Our results clearly demonstrate that CEUS is superior to PDUS for detecting intraarticular vascularization. Recent studies revealed inconsistent findings regarding the assessment of hypervascularization with PDUS.1114 In agreement with a previous study that revealed positive correlations between MVD and pathological scores, and expression of vascular endothelial growth factor and hypoxia-inducible factor-1α in the synovium in collagen-induced arthritis,54 our results showed a correlation between peak intensity in perfusion parameters on CEUS and MVD revealed by CD31 staining.

CD31 is expressed in both undifferentiated and differentiated endothelial cells,55 and may thus reflect the complete profile of synovial neovascularization. PDUS only detected blood flow signals in vessels >100 µm,34 while CEUS with SonoVue detected synovial vessels <50 µm.34 Moreover, ultrasound contrast agents are less likely to leak into the synovial fluid than magnetic resonance imaging contrast agents, thus providing a more accurate reflection of synovial and vascular changes in the joint.56 CEUS thus increases the possibility of identifying patients with latent but progressive RA based on the good association between CEUS findings and hypervascularization.

In addition to revealing the progression of vessel formation, CEUS presented different enhancement patterns at different disease stages in a cancer model, and importantly identified angiogenesis before the change in color Doppler.57 Neovascularization during the transitory pre-vascular highly inflammatory stage in RA mainly consists of small immature and dilated vessels and the vascular muscular layer is not complete.9 Besides, CEUS provides valuable information about the spatial distribution of blood flow and vascular volume compares with a validated contrast-enhanced CT method.58

Our findings also demonstrated that CEUS detected synovitis as peak intensity, as an index reflecting synovial blood volume, which correlated with synovitis score better than did PDUS scores.
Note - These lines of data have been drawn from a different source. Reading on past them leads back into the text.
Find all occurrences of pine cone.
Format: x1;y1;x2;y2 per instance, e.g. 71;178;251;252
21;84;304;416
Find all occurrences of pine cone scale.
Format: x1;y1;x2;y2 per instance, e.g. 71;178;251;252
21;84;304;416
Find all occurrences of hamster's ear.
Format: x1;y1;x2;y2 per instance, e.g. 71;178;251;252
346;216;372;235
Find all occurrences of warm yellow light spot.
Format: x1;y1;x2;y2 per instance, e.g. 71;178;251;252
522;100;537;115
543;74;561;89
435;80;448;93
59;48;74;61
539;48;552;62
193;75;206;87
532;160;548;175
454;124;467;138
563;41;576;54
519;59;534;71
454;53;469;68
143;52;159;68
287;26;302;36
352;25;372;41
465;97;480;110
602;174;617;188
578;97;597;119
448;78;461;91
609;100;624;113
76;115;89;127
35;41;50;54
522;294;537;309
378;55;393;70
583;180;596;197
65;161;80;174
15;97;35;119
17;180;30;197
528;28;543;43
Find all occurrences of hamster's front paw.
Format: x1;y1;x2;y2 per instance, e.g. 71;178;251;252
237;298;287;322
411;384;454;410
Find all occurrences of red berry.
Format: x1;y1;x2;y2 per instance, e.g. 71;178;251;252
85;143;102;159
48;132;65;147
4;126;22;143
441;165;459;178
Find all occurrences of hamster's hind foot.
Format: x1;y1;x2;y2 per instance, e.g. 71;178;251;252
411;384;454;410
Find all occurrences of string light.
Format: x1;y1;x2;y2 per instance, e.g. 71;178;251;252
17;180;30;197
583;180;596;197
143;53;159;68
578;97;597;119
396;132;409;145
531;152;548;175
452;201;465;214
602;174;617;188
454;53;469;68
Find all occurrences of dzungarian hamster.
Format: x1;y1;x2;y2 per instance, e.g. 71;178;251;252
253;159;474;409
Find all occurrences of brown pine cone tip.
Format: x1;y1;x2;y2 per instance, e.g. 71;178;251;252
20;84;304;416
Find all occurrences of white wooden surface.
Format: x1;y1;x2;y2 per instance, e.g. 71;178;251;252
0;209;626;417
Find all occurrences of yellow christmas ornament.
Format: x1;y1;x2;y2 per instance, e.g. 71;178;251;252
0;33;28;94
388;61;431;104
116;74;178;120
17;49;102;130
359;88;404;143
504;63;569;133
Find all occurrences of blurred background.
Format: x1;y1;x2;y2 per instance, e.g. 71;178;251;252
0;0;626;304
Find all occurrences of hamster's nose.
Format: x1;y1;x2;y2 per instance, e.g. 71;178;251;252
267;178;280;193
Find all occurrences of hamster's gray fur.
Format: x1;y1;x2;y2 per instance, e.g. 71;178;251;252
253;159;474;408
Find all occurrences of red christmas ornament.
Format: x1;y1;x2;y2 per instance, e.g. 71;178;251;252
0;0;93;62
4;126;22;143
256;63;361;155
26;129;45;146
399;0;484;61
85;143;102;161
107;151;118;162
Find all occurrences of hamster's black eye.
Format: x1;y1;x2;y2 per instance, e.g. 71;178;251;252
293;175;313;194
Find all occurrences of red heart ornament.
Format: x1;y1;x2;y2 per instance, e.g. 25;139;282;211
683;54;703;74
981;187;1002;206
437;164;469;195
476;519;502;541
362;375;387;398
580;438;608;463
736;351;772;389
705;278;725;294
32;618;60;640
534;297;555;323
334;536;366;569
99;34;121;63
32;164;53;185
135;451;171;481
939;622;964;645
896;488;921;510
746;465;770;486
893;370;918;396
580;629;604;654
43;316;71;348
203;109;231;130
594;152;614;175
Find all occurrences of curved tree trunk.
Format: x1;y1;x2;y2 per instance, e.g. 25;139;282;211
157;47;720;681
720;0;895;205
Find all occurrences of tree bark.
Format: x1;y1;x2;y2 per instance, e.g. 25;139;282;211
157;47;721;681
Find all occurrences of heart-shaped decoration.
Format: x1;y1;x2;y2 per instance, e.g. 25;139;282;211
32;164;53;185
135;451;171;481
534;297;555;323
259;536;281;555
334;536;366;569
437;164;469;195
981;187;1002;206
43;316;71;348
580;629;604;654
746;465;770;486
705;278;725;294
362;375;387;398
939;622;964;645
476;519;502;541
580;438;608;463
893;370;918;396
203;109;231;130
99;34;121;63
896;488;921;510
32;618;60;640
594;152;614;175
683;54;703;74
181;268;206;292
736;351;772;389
Increased vessel permeability resulting from synovial hypervascularization induced the infiltration of inflammatory cells and the production of inflammatory mediators, finally imitating and aggravating synovitis.59 CEUS quantifies the degree and extent of synovial inflammation and disease activity, which is crucial for the diagnosis and follow-up of patients with RA, particularly in early-stage disease.

The CEUS method adopted in this study was well tolerated with no important clinical side effects. This technique might thus be translated into the routine clinical examination of RA patients, to allow the early acquisition of information on synovial angiogenesis and hyperplasia, to help confirm disease progression or remission and guide the therapeutic strategy.

This study was limited by it being a cross-sectional study and the results were only examined after 8 weeks. Further, longitudinal studies are therefore planned to explore the efficacy of early detection of RA.

Conclusion

We conclude that the administration of a contrast agent can improve the detection of synovial hypervascularity and hyperplasia compared with unenhanced ultrasound. Furthermore, CEUS will allow the assessment of enhancement kinetics to improve the detection of disease activity.

Declaration of conflicting interest

The authors declare that there is no conflict of interest.

Ethics approval

The study protocol was approved by the Animal Ethics and Welfare Committee of Fujian Medical University (reference number of SYXK [min] 2016–0008).

Funding

This study has received funding by from the Middle-Aged Talent Cultivation of Fujian Provincial Health System (2017-ZQN-50), the Medical Innovation project of Fujian (2017-CX-32), the Natural Science Foundation of Fujian Province (2017J01289, 2015J01459), and the Sailing Fund of Fujian Medical University (2016QH037).